# tic appointment



## chally85 (May 12, 2007)

i have my tic appointment on the 8th of october, can any one tell me what they do at this appointment?


----------



## kara76 (Dec 14, 2004)

tic is

treatment, information and consent

you will be able to ask questions and fill in all the paperwork.


----------



## ANDI68 (Aug 17, 2007)

Hi Chally,

I found my information leaflet about what to do next after OE.

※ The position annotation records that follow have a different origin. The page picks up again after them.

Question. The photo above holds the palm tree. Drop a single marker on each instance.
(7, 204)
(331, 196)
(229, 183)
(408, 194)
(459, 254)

Which was book a TIC apppointment   

TIC means, Treatment, Information and Counselling .. it says to discuss the treatment, sign consent forms etc and have screening bloods done.  Also says to bring proof of ID's (passport photo) but mine was already on file.  Both parties need to attend this appointment.


----------



## kara76 (Dec 14, 2004)

opps sorry andi is right, when i started things were done this way lol

c means counselling yet how anyone can call it counselling i  will never know


----------



## Queenie1 (Aug 21, 2008)

i had a tic and planning app together and the girls are right you sign a load of forms about if you want your partner to have use of eggs/sperm if they die. also you answer a lot of questions that you have already answered at 1st consultation. they looked at our test results and decided which treatment is best for you. if you have taken passport before then take it again as they will want either your passport number or nhs number to go on one of the forms. there was about 3 forms to fill in i think.


----------



## chally85 (May 12, 2007)

thanks girls you have realy helped, i know i went to the open evening and they told us what was going to happen but i was so overwhelmed with info some didn't sink in lol.


----------



## PixTrix (Aug 20, 2008)

Had my TIC appoint today. Scan showed both ovaried surrounded by cysts, uterus tilted back and a fibroid, not sure if any of these are a problem. 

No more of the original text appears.